Deal in Brief: Realogy IPO
Deal Value: $1.2 billion
Firm’s Role: Issuer’s Counsel
Deal Trivia: To commemorate the IPO, everyone on the team was given a tiny house.

In 2008, when Apollo Global Management first asked Stacy Kanter, a corporate finance partner at Skadden, Arps, Slate, Meagher & Flom, to help with the debt restructuring of Realogy Holding Corp. (the private equity giant owned the real estate services business), she thought it would be a quick, straightforward matter. "I remember meeting with Apollo on the same day I was trying to make it to my son’s freshman-year parents’ day event," says Kanter. "We thought it would be a small trans­action—a sprint."

Four years later, in October 2012—and five months after Kanter’s son graduated from college—that "small transaction" finally closed, culminating in a $1.2 billion initial public offering. It was the biggest private equity–backed IPO in the United States last year, according to Dealogic. But what was truly remarkable about the IPO—apart from the scale—is that it was completed at all.

In 2007 Apollo acquired Realogy in an $8 billion leveraged buyout—saddling the owner of Century 21 and Coldwell Banker with over $6 billion in debt. (Apollo put in $2 billion of its own money.) At about the same time, the bottom fell out of the housing market, essentially devastating Realogy’s entire business. Small wonder, then, that Realogy was not expected to survive.

How Realogy rose from the ashes and managed a successful IPO is a story of corporate resolution, creative problem-solving, and dogged hard work. According to key players at Apollo and Realogy, and underwriter’s counsel at Simpson Thacher & Bartlett, Kanter was a critical player who pumped out a steady stream of solutions in the midst of an ever-changing situation. "Stacy and her team helped us deal with a complicated capital structure," says Marilyn Wasser, Realogy’s general counsel. "It was like playing chess on several levels." That sentiment is echoed by Simpson partner Art Robinson: "This was not a cookie-cutter deal. It was a complex transaction."

One of the early challenges facing Kanter and her client was overcoming the opposition of billionaire investor Carl Icahn, a key debt holder who fought against the company’s original restructuring. "Icahn was initially a stumbling block, but then we reached a deal almost a year later after an all-night negotiation," says Kanter.

Other transactions followed, including securing new-money second-lien loans to keep Realogy going and negotiations with hedge fund giant John Paulson involving a debt exchange. In early 2011 Realogy entered a pivotal agreement with debt holders that extended the maturities of most of the company’s debt, enabling it to weather the depressed housing market. Littered along the way were complicated tax, antitrust, and security law issues. In all, 20 Skadden lawyers were involved in five major transactions that ultimately cleared the way to Realogy’s IPO.

Kanter’s organization and composure helped make it all possible, says her client. "It took intense, committed lawyering.

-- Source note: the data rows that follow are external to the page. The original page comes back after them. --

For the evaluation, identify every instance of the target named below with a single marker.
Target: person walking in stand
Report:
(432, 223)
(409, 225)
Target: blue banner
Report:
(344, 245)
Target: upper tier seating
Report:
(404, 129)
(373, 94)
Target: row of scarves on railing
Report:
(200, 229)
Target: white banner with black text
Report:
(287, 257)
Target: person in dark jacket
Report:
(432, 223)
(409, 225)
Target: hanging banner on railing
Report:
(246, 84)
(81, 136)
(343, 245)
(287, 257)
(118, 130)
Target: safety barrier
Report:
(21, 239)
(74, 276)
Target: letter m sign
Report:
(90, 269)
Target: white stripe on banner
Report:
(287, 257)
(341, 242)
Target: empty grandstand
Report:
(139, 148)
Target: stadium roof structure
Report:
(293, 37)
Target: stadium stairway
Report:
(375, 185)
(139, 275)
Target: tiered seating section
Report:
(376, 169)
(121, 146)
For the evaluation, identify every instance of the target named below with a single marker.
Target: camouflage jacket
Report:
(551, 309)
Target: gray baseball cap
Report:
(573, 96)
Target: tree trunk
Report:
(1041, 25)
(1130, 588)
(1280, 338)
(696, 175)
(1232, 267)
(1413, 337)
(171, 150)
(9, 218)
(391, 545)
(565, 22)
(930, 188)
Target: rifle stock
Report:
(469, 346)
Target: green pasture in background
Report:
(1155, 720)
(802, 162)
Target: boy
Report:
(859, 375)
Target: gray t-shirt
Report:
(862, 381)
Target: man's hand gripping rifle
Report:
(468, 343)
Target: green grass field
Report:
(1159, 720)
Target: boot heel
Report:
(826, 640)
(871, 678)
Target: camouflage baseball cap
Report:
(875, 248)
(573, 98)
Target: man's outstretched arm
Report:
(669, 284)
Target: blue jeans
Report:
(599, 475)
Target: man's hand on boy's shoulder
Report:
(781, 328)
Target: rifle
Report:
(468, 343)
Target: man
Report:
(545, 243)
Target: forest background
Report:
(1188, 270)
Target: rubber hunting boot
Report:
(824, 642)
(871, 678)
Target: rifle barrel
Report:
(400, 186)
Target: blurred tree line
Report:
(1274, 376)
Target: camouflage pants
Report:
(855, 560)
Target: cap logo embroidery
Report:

Everything was a building block to something else," says Wasser. She adds: "We at Apollo are demanding clients. . . . Skadden worked their hearts out—whether it was 3 a.m., 5 a.m., holidays or weekends, there was always someone there, and Stacy was at the center of it all."

Kanter, in turn, gives a lot of credit to Apollo. Even at some very low points—"when Apollo’s equity [in Realogy] was basically worthless"—Kanter says the company stood steadfast: "They recognized the fundamentals of the business and knew it was a good business." Apollo’s commitment, she says, made it easier to be optimistic: "Everyone was rooting for the company."

Kanter says Realogy represents, in some sense, a microcosm of the economic cycle in the last four years. "Realogy is so emblematic of the financial crisis," starting with its acquisition before the economic downfall, stirrings of recovery, to the IPO. "In the end, it was one of those things where the sun, moon, and stars were perfectly aligned. . . . It was thrilling."